Converting P2P Users
There are hurdles for the marketing sites as well. The companies that once combated piracy, and in some cases still do, will have to gain the trust of users, says Garland. Many users can identify a file more likely to come from a company because it has a faster connection speed. "That's a difficult transition to make to reinvent your company around this different experience," says Garland.
The others will have to learn to walk a careful line between giving peer-to-peer users enough of what they want so that they interact with the ads. "I think there are some big challenges with that experience," says Ashwin Navin, president and co-founder of peer-to-peer service BitTorrent. Users on peer-to-peer networks known for offering copyrighted content for free will not necessarily be the easiest people to transition into paying customers, he says, particularly if the firms want them to interact with something other than the file-sharing network.

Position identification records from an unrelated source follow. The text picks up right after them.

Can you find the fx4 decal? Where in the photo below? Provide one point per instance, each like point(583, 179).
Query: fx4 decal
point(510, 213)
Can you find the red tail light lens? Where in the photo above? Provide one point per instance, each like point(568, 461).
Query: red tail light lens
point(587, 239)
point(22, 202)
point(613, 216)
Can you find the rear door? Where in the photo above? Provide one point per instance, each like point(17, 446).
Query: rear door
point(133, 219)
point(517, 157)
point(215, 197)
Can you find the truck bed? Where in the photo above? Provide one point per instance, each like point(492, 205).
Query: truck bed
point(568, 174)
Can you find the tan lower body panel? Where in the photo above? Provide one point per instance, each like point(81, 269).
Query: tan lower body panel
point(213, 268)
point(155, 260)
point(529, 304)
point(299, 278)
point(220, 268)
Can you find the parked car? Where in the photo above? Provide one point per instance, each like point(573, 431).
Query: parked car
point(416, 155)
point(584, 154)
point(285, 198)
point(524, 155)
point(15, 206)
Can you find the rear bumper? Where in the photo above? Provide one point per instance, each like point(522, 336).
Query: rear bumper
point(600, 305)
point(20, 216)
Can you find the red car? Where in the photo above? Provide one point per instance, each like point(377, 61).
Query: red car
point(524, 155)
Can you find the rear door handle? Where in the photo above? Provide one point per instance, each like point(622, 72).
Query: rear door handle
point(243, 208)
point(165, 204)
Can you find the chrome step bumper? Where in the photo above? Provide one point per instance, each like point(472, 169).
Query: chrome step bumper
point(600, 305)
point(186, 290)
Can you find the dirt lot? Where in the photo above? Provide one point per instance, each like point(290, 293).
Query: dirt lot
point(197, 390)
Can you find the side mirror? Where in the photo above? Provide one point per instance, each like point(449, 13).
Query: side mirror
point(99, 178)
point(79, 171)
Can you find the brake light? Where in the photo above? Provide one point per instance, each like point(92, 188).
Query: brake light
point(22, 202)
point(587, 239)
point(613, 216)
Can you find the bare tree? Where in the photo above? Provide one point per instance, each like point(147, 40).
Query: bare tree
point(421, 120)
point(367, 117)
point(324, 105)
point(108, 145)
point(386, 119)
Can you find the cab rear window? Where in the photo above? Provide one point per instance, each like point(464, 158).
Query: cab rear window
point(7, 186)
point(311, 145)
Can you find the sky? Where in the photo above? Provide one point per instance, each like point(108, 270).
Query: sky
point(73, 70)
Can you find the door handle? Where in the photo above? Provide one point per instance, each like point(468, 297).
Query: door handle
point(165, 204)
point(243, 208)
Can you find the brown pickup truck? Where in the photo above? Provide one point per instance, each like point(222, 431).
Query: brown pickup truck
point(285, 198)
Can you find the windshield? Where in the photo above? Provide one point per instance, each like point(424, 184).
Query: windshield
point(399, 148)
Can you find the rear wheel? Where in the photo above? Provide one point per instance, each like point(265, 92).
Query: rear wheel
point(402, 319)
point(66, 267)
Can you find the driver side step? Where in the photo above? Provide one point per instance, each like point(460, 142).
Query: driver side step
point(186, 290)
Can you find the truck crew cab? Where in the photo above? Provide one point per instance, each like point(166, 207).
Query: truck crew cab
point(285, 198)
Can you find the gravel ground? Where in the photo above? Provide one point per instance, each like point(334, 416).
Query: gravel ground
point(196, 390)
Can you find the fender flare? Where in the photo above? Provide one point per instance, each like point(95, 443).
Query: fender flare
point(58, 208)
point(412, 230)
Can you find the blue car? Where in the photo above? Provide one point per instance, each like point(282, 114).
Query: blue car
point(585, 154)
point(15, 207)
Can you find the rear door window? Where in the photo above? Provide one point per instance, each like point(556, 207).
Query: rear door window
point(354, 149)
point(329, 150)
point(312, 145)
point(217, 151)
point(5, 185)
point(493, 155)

That's why BitTorrent launched a peer-to-peer service on Feb. 26 that will only offer legitimately licensed entertainment content from television, movie, and video game studios. Many movies will sell for between $3 and $4. The idea is that, if users visit a service aware that it is a peer-to-peer store and not a network with illegal content available on it, they will already be in the frame of mind to make a purchase.
Still, if even some users on the illegal networks make purchases, it will be better than what the industry is getting now: lost revenue. Intent's Ottolenghi is hopeful: "The users on peer-to-peer understand there will be a day when the piracy part is going to be commercialized in some form," he says.